Unless someone designs an entire system, top to bottom, there will always be a slowest piece (aka a bottleneck). All this means is that RAID controllers will be the bottleneck until someone designs a better RAID controller. Then the bottleneck will be some other part of the system. Hard to see what the fuss is about.
linquendum tondere
The main speed up provided by hardware raid is reliable deep write buffering ... I don't see how parallel file systems will make that advantage go away.
Caching, and efficient wear-levelling algorithms incorporated into the drives are designed to prevent exactly that.
He may be on to something, but not in the form in which TFA is now.
pNFS: a file of size A striped over 3 servers becomes A/3 (smaller) which actually increases randomness.
Many vendors (e.g. NetApp, Sun and the whole bunch that's been focusing on large sequential I/O for many years (DDN, IBM)) already have RAID controllers that do a good job with non-random I/O.
True, but in the context of the article it would be more something like,
RAID_CONTROLLER -> SATA -> SSD -> RAM
I suspect that the hardware raid controller can easily be replaced by the network,
[Network/GIGE/10GE/etc] -> SATA -> [SSD -> RAM]
The way things stand right now there's no real benefit that I can see from sharing
SSD across the network, even though the network is certainly fast enough to compete
with latencies on the SSD.
Network shared block devices or more probably "object stores" are an interesting
option, especially for read only or read mostly applications like web provision.
Salut,
Jacques
"[Network/GIGE/10GE/etc] -> SATA -> [SSD -> RAM]"
Exactly, in the context of SANs, you typically don't have a RAID controllers.
I think you underestimate performance requirements if you don't see a need for SSDs. Typical SANs operate in microsecond latencies across the cable plant, whereas mechanical disks have seek latencies in the milliseconds. Also SSDs throughput is already twice that of mecahnical disks and (read) IOPS aren't even comparable, SSDs are an order of magnitude faster.

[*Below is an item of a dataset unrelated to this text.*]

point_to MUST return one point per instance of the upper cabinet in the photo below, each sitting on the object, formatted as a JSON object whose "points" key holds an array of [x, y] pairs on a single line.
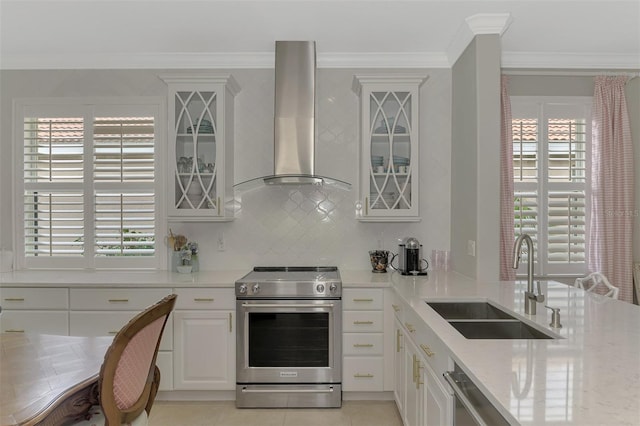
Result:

And just wait until we see fiber channel SSDs or SATA 6G SSDs that will be doing over 500MB/s right out of the gate.
The problem isn't a matter of IOBs, it's bandwidth. A controller RAID doesn't care if you're using 512-byte blocks or 4k. What matters is the request rate, size of requests, and striping size. A 64kB read is a 64kB read, whether it's a 128 block request to the drive, or a 16 block. The larger block size is easier for some caching algorithms because there are fewer blocks to manage. Unless the databases change how they work, they're still going to be making a ton of 4k requests.

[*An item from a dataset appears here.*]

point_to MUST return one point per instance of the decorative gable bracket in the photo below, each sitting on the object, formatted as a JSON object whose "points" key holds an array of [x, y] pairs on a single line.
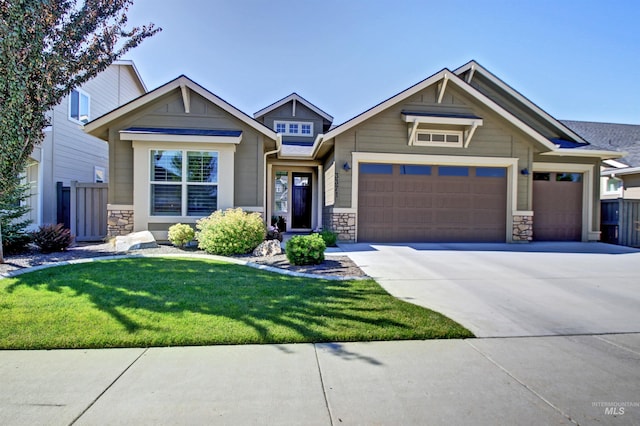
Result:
{"points": [[433, 123]]}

There are a couple things holding back RAID performance in the low end hardware. First, the typical card is 8-lane PCIe or less, which means a limit of 2, 4, or 8 GB/s, depending of which generation of PCIe is used. That can be eaten by 10-40 SSDs. With R1, that doubles the drive I/Os, a R5 RMW quadruples it, and R6 sextuples it. An 8-lane PCIe 3 means a potential back end of 48GB/s. SAS 3 is 6Gb/s, so 600MB/s per channel means 80 ports are needed, but a typical backplace controller only has 8. This carries over to whether it's a hardware RAID controller or host-based RAID/file system using a SAS controller. Adding to the hardware controller's problems, the memory for RAID5/6 or read/write cache can't support that backend speed. PC3-12800 tops out at less than 13GB/s. Finally, the processors on the RAID controllers are embedded class, so there's one or 2 MIPS, PPC, or ARM CPUs. They range in speed from a couple hundred MHz to 1 GHz, which is pretty anemic for managing all those requests. Going to a faster processor means a lot more heat manage on a daughter card.